El automóvil era un 127 de color verde aparcado en doble fila, frente a Casa Gades. Los dos chicos se sentaron delante y a mí me dejaron todo el asiento de atrás. El de las barbas arrancó el motor y el otro conectó la radio.
—Omega dos, Omega dos, —dijo— avise al comisario que hemos localizado al señor Carpintero y que vamos hacia allá… corto.
Cuando dejamos atrás la Dirección General de Seguridad, en la Puerta del Sol, me di cuenta de que no sabía a dónde me llevaban.
—Si no es un secreto de estado me gustaría saber a dónde nos dirigimos —dije.
—El comisario Frutos quiere verle —contestó el de las barbas.
—¿Frutos? ¿Es el mismo que conozco?
—Parece que sí.
—Creí que se había jubilado.
—Ni pensarlo —dijo el mismo y noté un acento irónico—. Esos nunca se jubilan. Ha pedido prórroga y ahora es Comisario Principal.
—Ajá —manifesté.
—A eso le llaman el cambio. Es la nueva política del ministerio. Cuanto más viejos, mejor.

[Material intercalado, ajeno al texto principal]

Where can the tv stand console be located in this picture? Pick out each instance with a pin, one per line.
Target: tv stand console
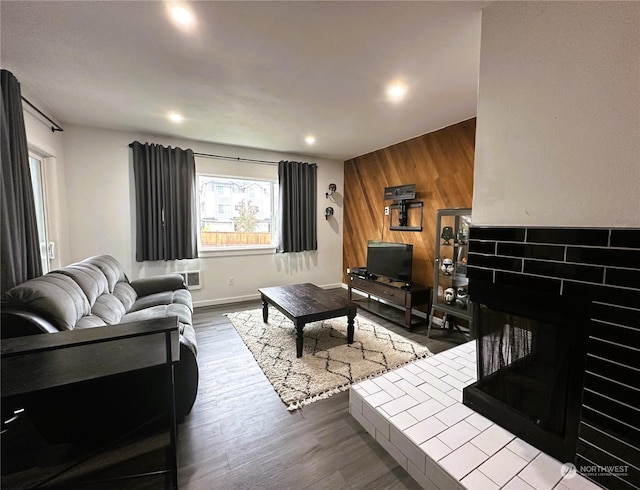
(406, 297)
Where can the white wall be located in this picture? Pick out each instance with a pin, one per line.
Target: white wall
(558, 127)
(101, 214)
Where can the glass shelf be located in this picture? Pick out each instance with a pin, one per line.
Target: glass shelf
(450, 283)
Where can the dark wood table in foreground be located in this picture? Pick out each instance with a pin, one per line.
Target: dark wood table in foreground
(53, 360)
(306, 303)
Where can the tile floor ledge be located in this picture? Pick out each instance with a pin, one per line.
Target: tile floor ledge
(416, 414)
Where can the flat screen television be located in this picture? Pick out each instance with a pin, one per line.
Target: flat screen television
(392, 260)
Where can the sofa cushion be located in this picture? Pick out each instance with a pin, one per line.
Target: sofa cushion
(90, 279)
(109, 308)
(55, 296)
(110, 267)
(90, 321)
(179, 296)
(125, 293)
(160, 311)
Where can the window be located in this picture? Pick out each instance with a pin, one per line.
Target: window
(37, 182)
(236, 212)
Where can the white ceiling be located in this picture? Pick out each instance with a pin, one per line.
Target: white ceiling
(254, 74)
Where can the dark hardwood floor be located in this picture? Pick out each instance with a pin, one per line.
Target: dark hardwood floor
(239, 434)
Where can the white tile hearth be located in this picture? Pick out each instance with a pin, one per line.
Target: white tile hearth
(416, 414)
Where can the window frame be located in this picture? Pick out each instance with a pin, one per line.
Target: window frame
(210, 251)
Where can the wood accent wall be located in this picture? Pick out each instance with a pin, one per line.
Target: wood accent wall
(441, 166)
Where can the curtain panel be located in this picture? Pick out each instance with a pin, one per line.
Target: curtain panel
(19, 243)
(298, 206)
(166, 219)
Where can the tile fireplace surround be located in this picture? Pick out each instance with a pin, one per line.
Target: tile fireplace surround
(453, 446)
(416, 414)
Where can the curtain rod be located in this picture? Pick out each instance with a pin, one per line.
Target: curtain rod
(55, 126)
(238, 159)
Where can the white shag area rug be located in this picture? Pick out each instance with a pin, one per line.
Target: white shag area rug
(328, 364)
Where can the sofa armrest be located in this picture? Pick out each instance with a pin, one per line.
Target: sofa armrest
(158, 284)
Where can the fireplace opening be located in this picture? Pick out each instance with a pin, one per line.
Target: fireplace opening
(531, 352)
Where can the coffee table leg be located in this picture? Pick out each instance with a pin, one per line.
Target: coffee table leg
(350, 325)
(265, 309)
(299, 341)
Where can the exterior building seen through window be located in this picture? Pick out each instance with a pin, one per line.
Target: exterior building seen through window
(235, 212)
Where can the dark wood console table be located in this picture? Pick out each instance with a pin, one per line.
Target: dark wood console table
(406, 298)
(39, 362)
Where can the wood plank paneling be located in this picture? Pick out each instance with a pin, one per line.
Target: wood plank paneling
(441, 166)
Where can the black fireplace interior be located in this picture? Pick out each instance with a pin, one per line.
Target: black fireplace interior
(530, 365)
(514, 273)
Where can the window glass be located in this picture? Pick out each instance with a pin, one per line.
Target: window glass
(236, 212)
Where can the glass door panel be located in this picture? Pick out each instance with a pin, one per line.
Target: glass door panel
(37, 182)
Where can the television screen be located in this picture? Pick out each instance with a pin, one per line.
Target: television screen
(392, 260)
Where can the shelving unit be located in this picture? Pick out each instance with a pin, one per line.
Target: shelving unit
(450, 283)
(404, 299)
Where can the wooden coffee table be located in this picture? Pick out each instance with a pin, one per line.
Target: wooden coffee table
(306, 303)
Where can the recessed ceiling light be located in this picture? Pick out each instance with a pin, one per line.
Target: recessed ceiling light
(396, 91)
(182, 16)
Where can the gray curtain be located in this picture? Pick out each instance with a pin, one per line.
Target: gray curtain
(19, 245)
(298, 204)
(165, 183)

—El bueno de Frutos —comenté—. ¿Jefe de la Judicial?
—Eso mismo.
—Entonces la cosa debe ser gorda. Los Comisarios Principales no se mueven de sus despachos.
El que conducía se volvió de golpe y me miró. Se habían acabado las bromas. A los policías no les gusta que nadie de fuera se meta en sus cosas. A eso se le llama espíritu de cuerpo.
—Ha sido compañero, Vicente… me lo ha dicho el comisario —le dijo el otros—. Lo echaron de la Comisaría de Centro hace cinco años.
—Seis —dije yo—. Y no me echaron. Pedí excedencia por tiempo indefinido.
Se volvió de nuevo y dijo sin sonreír:
—A lo mejor hizo bien. Si encontrara otro curro me abriría.
—¿Y qué quiere Frutos? —pregunté, cambiando de tema.
—Se lo dirá él. Nosotros sólo tenemos que llevarlo.